In such a situation, the issue is whether and under which conditions the applicant may resort to the administrative implicit approval procedure. In our attempt to clarify this issue, a brief presentation of the applicable legal provisions may be useful.
Do we need building permits?
Yes. The field of construction works, as regulated by Law no. 50/1991 on authorizing construction works (“Construction Act”), provides that buildings may only be erected, (significantly) modified or demolished if a permit has been issued for this purpose by the competent authorities.

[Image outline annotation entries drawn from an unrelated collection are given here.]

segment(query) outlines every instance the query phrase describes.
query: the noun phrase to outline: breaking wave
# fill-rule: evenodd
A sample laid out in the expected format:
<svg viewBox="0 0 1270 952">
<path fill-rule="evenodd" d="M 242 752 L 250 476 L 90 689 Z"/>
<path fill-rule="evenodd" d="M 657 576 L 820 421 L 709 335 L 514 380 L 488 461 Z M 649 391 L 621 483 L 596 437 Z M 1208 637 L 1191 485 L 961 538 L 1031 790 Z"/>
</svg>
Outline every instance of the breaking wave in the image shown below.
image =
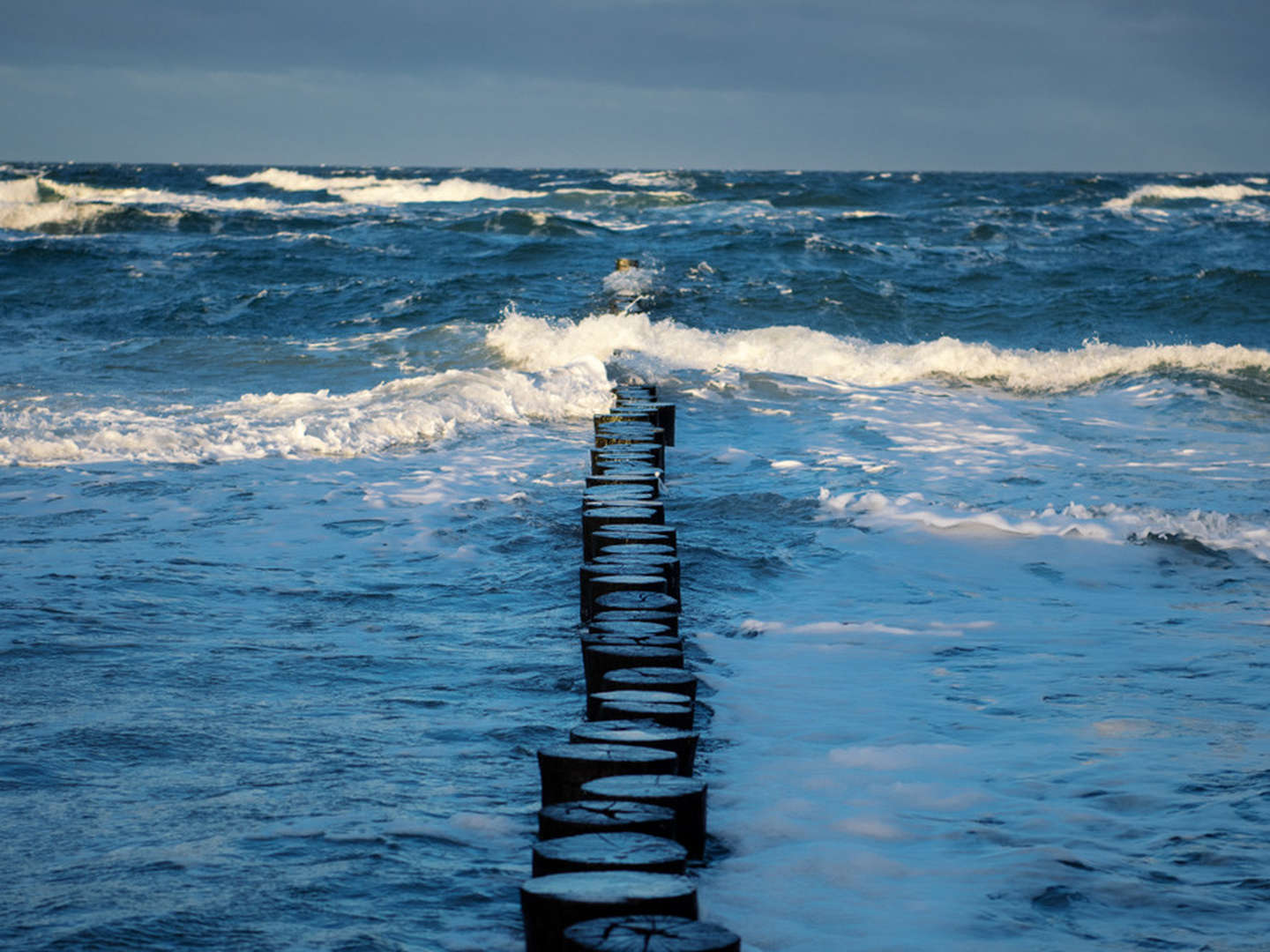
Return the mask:
<svg viewBox="0 0 1270 952">
<path fill-rule="evenodd" d="M 288 169 L 264 169 L 250 175 L 208 175 L 207 182 L 222 188 L 268 185 L 282 192 L 325 192 L 352 204 L 399 206 L 423 202 L 503 202 L 514 198 L 541 198 L 546 192 L 527 192 L 488 182 L 450 178 L 433 183 L 431 178 L 390 179 L 377 175 L 307 175 Z"/>
<path fill-rule="evenodd" d="M 458 428 L 585 418 L 608 406 L 610 386 L 599 362 L 583 359 L 541 373 L 447 371 L 344 395 L 246 393 L 202 409 L 14 400 L 0 402 L 0 465 L 363 456 Z"/>
<path fill-rule="evenodd" d="M 1005 349 L 955 338 L 872 344 L 803 326 L 707 331 L 644 314 L 602 314 L 580 321 L 530 317 L 508 308 L 486 343 L 514 367 L 545 369 L 593 358 L 634 360 L 653 374 L 728 368 L 876 387 L 955 380 L 1020 392 L 1060 392 L 1111 377 L 1170 371 L 1270 372 L 1270 352 L 1222 344 L 1119 347 L 1087 341 L 1072 350 Z"/>
<path fill-rule="evenodd" d="M 1190 545 L 1210 552 L 1241 550 L 1270 562 L 1270 526 L 1199 509 L 1170 513 L 1152 506 L 1068 503 L 1062 508 L 1005 513 L 937 504 L 921 493 L 899 496 L 876 491 L 832 495 L 827 489 L 820 490 L 820 505 L 833 515 L 847 517 L 864 526 L 913 527 L 961 536 L 1060 536 L 1096 542 Z"/>
<path fill-rule="evenodd" d="M 1123 198 L 1109 198 L 1104 208 L 1125 209 L 1135 206 L 1160 206 L 1166 202 L 1242 202 L 1270 195 L 1270 192 L 1248 185 L 1139 185 Z"/>
</svg>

The building permit itself, as well as some of the documents to be obtained by the applicant for the issuance of such permit, are considered acts of authority of the (local) administration. As such, their provisions regard public interest and they must be entirely observed.
How does the implicit approval procedure work (“IAP”)?
In short, according to Government Emergency Ordinance no. 27/2003 on the implicit approval procedure (“Implicit Approval Act”), whenever the authorities do not provide a response to an application for issuance or prolongation of an administrative (i.e. public-law) permit required for carrying out an activity, such authorities are deemed to have tacitly approved the said application. We should mention here that lack of response in the context of the Implicit Approval Act implies a lapse of the relevant legal term for response without the applicant having received any answer from authorities (whether allowing or denying the application), nor any requests to provide additional documents and information.
Should the Implicit Approval Act be deemed to apply in a particular case, the applicant may (i) require the relevant authority (“Authority”) to grant them an official document (“Document”) acknowledging fulfilment of the procedure and the (implicit) approval of their initial application or (ii) file a claim with the competent ordinary court of law requesting the court to oblige the Authority to issue the Document. In the former case, should the Authority refuse to provide the Document, the applicant may bring suit requesting that the court oblige the Authority to issue the Document. In either case, the court shall verify the fulfilment of the conditions for granting an Implicit Approval Act claim and, in case of a favourable ruling, it may order the Authority to issue the Document.
In case the Authority later discovers that the Applicant has not fulfilled certain conditions that would have been essential for the issuance of a favourable response to initial application, it may require the Applicant to remedy such default. Only in the event that the nonconformities cannot be remedied, may the Authority annul the Document.
Scope of the Implicit Approval Act
The Implicit Approval Act offers a rather general definition of the permits which may be subject to the IAP, i.e. “administrative acts issued by competent Authorities allowing the applicant to carry out a certain activity ş…ţ”.
By contrast, certain permits (i.e. connected to the nuclear field, fire arm, ammunition and explosives, drugs, national security or other permits specifically indicated by Government Decisions) are specifically excluded from the applicability of the IAP.
In such conditions, the Implicit Approval Act may be interpreted as applying also to building permits. However, considering the nature of building permits, it is debatable whether a court of law will allow such interpretation. Especially, once the building is completed, the owner requires an additional administrative act, the reception of the works, in order to be able to lawfully use it.
The above aside, it should be duly noted that the Implicit Approval Act is not meant to cover flaws in applications for permits. It should however be an incentive for Authorities to respond to applications addressed to them. It is, in any case, an exceptional procedure that will usually only be resorted to as a last option.
In the end, is the Implicit Approval Act applicable to building permits? Debates are still on the table and case-law is scarce. Hopefully in the near future, the scope of the Implicit Approval Act will be better determined, offering individuals a more effective means to actively defend their rights also in the case of building permits.